Scissors Cut Paper Wrap Stone
Scissors Cut Paper Wrap Stone is an exhibition that takes its title from a 1994 book by Belfast-based science fiction writer Ian McDonald. In the book, McDonald describes a young graphic design student, Ethan Ring, who is able to create images that bypass rational thought and control the mind of the viewer. The ability of Ethan Ring’s images to induce tears or ecstasy, to heal, and even to kill people, attracts the interests of governmental forces, who see the opportunities of harnessing this power for their own ends. As well as being a story of art’s capacities to change people’s emotional and physical behaviour, Scissors Cut Paper Wrap Stone is a story of the artist’s struggle to manage these responsibilities.
The exhibition of the same name is not a direct response to the narrative of this story, but, instead, stages a number of artworks that explore ideas of how our perceptual and physical behaviours are transfigured by objects, images, and new technologies. Included in the exhibition are works that reference the way that the physical actions of the body are anticipated by design, such as the animated character of self-assembly furniture in Eva Fàbregas’s video installation The role of unintended consequences (Sofa Compact).
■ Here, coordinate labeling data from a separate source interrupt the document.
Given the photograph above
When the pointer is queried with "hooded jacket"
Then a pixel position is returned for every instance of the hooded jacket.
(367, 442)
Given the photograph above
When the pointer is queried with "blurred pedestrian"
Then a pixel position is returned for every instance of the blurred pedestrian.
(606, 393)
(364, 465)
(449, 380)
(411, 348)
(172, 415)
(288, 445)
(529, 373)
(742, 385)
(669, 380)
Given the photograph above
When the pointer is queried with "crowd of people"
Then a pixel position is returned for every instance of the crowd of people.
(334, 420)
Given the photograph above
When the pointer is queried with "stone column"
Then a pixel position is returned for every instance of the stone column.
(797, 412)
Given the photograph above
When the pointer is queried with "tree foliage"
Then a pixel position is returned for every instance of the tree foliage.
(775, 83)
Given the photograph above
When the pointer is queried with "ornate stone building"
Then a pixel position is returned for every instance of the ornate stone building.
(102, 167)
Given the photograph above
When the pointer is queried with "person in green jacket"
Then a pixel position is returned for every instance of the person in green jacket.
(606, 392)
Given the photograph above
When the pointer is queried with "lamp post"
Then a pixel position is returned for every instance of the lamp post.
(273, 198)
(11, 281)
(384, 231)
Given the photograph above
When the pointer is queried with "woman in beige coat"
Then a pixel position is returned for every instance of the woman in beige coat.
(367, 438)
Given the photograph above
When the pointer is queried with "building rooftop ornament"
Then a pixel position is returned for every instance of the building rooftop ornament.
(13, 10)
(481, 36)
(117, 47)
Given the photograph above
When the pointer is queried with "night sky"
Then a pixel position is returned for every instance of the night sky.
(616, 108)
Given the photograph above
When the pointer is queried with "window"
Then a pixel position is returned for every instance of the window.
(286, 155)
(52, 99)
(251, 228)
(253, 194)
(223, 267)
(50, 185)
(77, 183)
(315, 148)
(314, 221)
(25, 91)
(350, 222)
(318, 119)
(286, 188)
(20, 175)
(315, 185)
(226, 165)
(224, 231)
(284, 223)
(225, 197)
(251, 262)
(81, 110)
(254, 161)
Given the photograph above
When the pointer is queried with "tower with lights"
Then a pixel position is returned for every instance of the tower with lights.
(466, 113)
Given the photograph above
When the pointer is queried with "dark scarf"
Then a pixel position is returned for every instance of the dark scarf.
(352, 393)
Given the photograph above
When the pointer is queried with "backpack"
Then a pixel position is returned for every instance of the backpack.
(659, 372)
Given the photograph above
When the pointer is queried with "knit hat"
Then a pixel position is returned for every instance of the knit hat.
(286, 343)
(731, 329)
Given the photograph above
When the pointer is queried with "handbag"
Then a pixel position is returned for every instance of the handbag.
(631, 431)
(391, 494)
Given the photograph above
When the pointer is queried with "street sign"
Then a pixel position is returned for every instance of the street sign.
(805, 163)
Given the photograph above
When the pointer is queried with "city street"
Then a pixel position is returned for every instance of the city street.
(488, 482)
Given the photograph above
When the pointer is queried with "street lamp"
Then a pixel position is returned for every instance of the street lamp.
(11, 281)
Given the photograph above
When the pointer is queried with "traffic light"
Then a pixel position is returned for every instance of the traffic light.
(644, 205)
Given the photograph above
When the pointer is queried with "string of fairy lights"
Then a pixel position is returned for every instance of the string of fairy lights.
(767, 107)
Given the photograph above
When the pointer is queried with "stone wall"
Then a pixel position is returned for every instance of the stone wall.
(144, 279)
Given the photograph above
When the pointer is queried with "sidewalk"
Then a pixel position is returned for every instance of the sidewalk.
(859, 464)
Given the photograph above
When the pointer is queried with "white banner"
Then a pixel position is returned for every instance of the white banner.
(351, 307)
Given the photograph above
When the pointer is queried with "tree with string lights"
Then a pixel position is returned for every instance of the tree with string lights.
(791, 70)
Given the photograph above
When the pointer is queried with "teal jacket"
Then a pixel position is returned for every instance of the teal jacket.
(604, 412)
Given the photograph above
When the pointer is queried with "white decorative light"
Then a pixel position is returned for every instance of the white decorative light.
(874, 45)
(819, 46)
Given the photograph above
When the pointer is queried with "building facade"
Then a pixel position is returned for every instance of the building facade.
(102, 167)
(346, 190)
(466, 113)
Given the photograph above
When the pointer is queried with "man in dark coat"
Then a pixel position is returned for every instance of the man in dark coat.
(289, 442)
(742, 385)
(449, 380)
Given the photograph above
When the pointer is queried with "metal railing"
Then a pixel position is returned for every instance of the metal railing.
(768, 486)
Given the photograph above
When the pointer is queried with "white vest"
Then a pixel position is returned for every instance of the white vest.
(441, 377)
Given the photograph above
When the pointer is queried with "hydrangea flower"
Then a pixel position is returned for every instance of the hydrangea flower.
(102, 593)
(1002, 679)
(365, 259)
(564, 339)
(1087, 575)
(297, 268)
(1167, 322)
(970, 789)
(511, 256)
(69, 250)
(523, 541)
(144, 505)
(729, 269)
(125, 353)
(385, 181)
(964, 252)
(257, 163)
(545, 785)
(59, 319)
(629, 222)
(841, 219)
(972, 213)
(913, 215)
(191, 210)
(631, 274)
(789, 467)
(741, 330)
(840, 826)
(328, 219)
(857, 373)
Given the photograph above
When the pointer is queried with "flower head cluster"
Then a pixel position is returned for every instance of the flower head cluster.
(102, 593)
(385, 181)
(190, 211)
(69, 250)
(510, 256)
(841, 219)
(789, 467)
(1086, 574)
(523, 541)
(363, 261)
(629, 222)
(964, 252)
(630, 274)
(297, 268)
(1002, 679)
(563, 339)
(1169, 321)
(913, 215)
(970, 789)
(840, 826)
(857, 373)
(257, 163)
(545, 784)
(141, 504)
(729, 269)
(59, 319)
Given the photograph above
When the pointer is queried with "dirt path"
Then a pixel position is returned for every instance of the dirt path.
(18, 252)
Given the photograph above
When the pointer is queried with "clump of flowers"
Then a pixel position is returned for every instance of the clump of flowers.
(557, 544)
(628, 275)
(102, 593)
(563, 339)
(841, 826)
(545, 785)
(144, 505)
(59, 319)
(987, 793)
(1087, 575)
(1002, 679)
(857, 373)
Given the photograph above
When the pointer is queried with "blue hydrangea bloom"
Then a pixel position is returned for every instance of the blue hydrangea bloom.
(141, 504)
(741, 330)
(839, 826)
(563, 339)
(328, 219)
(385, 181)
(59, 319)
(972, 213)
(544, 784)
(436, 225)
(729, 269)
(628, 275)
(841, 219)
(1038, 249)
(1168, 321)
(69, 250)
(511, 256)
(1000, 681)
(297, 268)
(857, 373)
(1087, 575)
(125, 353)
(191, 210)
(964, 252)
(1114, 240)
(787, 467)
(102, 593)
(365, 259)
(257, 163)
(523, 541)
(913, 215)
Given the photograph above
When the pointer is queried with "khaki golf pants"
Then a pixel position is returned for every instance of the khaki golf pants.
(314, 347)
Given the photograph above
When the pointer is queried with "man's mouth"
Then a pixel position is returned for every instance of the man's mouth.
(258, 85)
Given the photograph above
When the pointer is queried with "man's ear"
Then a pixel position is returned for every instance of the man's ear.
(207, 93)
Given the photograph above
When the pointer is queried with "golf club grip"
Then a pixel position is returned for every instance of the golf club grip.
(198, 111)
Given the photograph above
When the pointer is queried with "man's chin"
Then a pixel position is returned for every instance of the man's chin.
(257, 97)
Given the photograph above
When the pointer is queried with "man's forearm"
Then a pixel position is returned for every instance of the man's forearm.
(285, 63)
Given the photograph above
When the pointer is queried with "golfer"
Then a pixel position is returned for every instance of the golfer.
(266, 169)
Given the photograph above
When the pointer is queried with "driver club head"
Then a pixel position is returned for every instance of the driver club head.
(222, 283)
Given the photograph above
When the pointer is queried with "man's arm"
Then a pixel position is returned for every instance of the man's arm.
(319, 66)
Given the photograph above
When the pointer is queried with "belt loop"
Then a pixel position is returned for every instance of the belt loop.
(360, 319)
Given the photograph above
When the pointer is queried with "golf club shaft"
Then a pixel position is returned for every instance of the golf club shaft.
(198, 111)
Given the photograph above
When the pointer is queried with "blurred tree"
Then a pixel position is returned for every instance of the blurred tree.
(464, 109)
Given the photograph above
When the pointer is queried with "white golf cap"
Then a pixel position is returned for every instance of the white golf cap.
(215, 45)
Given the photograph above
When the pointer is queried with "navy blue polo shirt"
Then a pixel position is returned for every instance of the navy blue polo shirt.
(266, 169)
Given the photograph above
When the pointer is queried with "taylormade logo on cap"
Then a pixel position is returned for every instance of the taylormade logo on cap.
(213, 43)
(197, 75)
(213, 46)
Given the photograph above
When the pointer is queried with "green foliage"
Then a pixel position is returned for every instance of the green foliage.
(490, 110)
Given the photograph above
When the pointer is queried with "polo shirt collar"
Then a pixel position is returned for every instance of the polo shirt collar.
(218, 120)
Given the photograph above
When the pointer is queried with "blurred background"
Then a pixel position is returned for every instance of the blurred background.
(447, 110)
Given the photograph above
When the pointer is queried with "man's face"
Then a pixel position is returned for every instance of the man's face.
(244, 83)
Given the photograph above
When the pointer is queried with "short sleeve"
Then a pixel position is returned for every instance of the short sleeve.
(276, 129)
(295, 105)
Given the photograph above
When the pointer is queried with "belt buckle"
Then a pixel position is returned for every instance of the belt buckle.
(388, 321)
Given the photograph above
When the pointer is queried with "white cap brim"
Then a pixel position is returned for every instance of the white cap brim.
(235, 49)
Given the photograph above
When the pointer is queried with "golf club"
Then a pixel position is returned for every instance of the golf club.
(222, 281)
Also included in the exhibition are works that suggest the body in a ‘post-human’ state – the puppetry in Andrew Norman Wilson’s Reality Models; in John Russell’s large print Parallel Domination Facility; and in Pakui Hardware’s series of free-standing sculptural works that contain fleshy images of indeterminable organic or artificial matter, sourced from NASA’s archive. A violence upon the body is suggested in works by Clawson & Ward: their ‘branding iron’ sculpture and a print work, This ear says that the artist is not well schooled in anatomy… the ear screams and shouts against anatomy…, which shows an appropriated image of Joseph Stalin’s ear.
In Joey Holder’s new work The Evolution of the Spermalege, the artist presents a wallpaper print and 3D objects based on the genitalia and the ‘traumatic insemination’ practices of certain insects. In the visual re-scaling of this microscopic sex world, Holder’s work suggests a multispecies and symbiotic approach to sex and sexual bodies that goes beyond the privileges of the human. Throughout the exhibition, the body exists in fragments and is subject to various regimes of control, appropriation and imposition.
The physical human body is also implicated and imposed by works in the exhibition that require visitors to navigate artworks that have their own autonomous movements (Eva Fàbregas’s floor-based works, Self-Organising System, and Alan Butler’s Orphan Transposition series of spinning laser-etched acrylic panels, featuring out-of-copyright images of Yosemite National Park, freely circulating online). These works not only suggest the unfixed and fluid status of our own physical and perceptual bodies, but they also raise questions about the control of artistic authorship, one of the key metaphors of Ian McDonald’s story.
Admission is free and all are welcome.